Will Ferrell's Ron Burgundy is a perfect, if exaggerated, icon for the early days of local television. The local news formula that exists today was invented by Burgundy's real-life counterparts, and they were larger than life. Network shows pulled gigantic prime time audiences into TV stations. Local newscasts rode those coattails and stations printed money, so Burgundy earned his swagger.
Fast-forward to today. After decades of station consolidation, network declines and technological innovation, the station business is very different. Many people now watch network shows online, on DVRs or on demand. They completely bypass local stations and get programming directly from Netflix, Hulu or the networks.
It's the Blockbuster scenario playing out once more: The people who make the programming are distributing more directly to the people who watch it, and cutting out a middleman.
And with diminishing audiences for live, prime time shows, local news ratings have plunged.
What's a station to do?
There are a couple of ways to respond to disruptive innovation. One is to understand it, find out how people use it and harness it to grow your business or build a new one. The other is to dig in your heels, sue the innovators and cut costs to protect the bottom line for as long as you can.
Guess which way most stations are responding?
Television stations should be labs for creativity and innovation. They have access to talent, they can try things out on a small scale without a lot of risk or expense. When technology enables a new way to serve viewers or create a new product, it's far easier for a local station to experiment than for a behemoth network to do the same.

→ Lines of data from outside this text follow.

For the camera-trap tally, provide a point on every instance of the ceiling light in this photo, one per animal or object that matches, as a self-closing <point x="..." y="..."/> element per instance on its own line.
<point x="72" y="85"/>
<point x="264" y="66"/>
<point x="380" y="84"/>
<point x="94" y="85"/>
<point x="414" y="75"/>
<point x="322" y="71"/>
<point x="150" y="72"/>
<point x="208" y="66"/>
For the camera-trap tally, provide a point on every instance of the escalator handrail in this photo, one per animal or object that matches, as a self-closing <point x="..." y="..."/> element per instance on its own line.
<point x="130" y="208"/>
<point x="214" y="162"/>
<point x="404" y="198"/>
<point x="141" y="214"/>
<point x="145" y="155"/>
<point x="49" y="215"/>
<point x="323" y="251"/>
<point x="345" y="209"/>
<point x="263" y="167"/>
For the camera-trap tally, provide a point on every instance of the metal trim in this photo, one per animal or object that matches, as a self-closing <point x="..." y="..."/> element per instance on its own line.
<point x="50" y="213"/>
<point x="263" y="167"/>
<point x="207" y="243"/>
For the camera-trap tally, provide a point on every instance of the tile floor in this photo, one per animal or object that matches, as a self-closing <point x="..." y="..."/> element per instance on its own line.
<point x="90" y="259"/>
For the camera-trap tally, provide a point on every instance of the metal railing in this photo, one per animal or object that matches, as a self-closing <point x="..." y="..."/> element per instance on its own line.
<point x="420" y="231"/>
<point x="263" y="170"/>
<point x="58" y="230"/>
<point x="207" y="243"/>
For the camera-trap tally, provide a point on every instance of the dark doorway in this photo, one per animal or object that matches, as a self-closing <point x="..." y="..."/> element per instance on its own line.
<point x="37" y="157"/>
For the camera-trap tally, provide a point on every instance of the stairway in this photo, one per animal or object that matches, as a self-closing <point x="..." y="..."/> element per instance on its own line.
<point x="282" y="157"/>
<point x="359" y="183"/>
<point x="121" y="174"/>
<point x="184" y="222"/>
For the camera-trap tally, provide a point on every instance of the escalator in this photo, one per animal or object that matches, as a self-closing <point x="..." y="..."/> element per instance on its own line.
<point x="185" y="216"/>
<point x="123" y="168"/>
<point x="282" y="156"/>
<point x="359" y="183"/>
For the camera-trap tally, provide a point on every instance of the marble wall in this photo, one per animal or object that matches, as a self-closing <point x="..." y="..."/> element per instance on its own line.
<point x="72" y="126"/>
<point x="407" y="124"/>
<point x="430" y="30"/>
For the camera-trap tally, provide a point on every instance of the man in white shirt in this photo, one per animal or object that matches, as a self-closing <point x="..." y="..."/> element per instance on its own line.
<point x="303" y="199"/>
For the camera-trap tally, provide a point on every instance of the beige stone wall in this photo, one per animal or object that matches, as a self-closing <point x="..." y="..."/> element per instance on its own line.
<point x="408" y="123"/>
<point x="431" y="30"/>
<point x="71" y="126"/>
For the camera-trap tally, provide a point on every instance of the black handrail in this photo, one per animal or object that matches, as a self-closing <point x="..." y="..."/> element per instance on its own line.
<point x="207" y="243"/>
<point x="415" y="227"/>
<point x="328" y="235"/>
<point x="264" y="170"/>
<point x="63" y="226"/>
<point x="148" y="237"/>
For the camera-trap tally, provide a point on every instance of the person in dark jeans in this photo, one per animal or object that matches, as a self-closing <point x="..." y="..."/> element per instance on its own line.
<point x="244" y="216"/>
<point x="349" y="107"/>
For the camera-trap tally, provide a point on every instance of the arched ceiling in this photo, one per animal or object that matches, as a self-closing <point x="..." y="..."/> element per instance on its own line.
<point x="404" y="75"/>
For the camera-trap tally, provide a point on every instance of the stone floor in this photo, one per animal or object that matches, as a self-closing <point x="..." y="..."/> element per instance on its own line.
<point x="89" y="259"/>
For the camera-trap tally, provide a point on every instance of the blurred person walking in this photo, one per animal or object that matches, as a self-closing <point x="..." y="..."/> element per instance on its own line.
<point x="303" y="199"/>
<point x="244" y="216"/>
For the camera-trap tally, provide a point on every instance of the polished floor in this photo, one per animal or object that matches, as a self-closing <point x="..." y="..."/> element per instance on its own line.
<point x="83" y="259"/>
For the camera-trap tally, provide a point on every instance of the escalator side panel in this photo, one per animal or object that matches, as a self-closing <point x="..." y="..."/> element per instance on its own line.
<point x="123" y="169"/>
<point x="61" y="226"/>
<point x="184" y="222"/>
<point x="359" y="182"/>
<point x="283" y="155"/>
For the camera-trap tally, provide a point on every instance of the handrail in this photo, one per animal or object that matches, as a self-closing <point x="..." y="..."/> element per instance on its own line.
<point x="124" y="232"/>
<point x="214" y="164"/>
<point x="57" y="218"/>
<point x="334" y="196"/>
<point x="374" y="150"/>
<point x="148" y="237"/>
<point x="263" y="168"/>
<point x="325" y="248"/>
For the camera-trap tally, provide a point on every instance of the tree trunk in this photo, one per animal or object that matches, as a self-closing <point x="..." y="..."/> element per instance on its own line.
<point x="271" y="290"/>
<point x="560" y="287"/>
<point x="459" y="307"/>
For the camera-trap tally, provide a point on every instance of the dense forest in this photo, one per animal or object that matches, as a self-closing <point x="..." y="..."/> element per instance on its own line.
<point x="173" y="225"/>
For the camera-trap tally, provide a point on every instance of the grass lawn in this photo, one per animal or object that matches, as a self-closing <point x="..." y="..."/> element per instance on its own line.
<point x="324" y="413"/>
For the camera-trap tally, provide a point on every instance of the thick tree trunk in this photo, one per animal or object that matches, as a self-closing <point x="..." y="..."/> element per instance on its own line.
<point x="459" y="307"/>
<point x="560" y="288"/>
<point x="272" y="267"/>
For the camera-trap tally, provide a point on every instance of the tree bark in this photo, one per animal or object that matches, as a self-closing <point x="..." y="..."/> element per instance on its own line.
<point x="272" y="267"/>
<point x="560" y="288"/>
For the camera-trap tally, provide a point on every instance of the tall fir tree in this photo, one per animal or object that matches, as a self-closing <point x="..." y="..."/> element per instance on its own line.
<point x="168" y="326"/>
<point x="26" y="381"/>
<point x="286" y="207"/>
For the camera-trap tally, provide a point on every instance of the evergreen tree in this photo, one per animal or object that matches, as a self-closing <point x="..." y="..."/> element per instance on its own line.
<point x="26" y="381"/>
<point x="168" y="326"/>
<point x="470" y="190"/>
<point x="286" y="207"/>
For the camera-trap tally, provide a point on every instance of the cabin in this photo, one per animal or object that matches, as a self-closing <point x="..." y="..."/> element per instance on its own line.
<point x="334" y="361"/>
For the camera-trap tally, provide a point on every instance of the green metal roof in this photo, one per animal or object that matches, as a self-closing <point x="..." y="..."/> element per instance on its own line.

But most stations have such a narrow, short-term focus they're no longer capable of exploring opportunity -- or even recognizing it. They have added hours upon hours of low-cost news rather than develop new programs or find new ways to serve local audiences. Salary cuts and newsroom consolidation have turned most local news into a bland commodity lacking personality and absent of compelling characters that attract viewers.
In fact, stations today are afraid of characters. If a local personality becomes too popular, they'll command a higher salary. Therefore station executives are fond of saying that on-air talent doesn't matter, that even newscasts with legacy anchors are declining. Entirely missing the point that the newscasts themselves no longer work.
In the San Francisco Bay Area, there are about 40 hours of local news each weekday. If that's not the definition of an over-supplied commodity, I don't know what is. Yet stations keep adding more, despite evidence from the Pew Research Center showing "the strategy of gaining viewers by adding more and more time for news appears to have stopped paying off."
Innovation at stations is defined in business terms, not creative ones. Rather than produce compelling programming or come up with better ways to exploit their localism, stations have finally found a way to get paid by local cable carriers through retransmission consent agreements. With this steady revenue stream, there's little pressure to improve programming or build new local media businesses.
The revenue comes in and the bonuses are paid out, even as ratings wither and audiences discover they can do just fine without local TV news.
This strategy only works in the short term. Without providing value of their own, stations will not continue to earn the cable carriage money they have just begun to enjoy.
Where can viewers see thoughtful commentary on local issues or learn about local restaurants and events? What are stations doing to attract the next generation of documentary storytellers living in their backyards?
It may be difficult for TV stations to avoid going the way of Blockbuster. But it sure would be nice to see them try.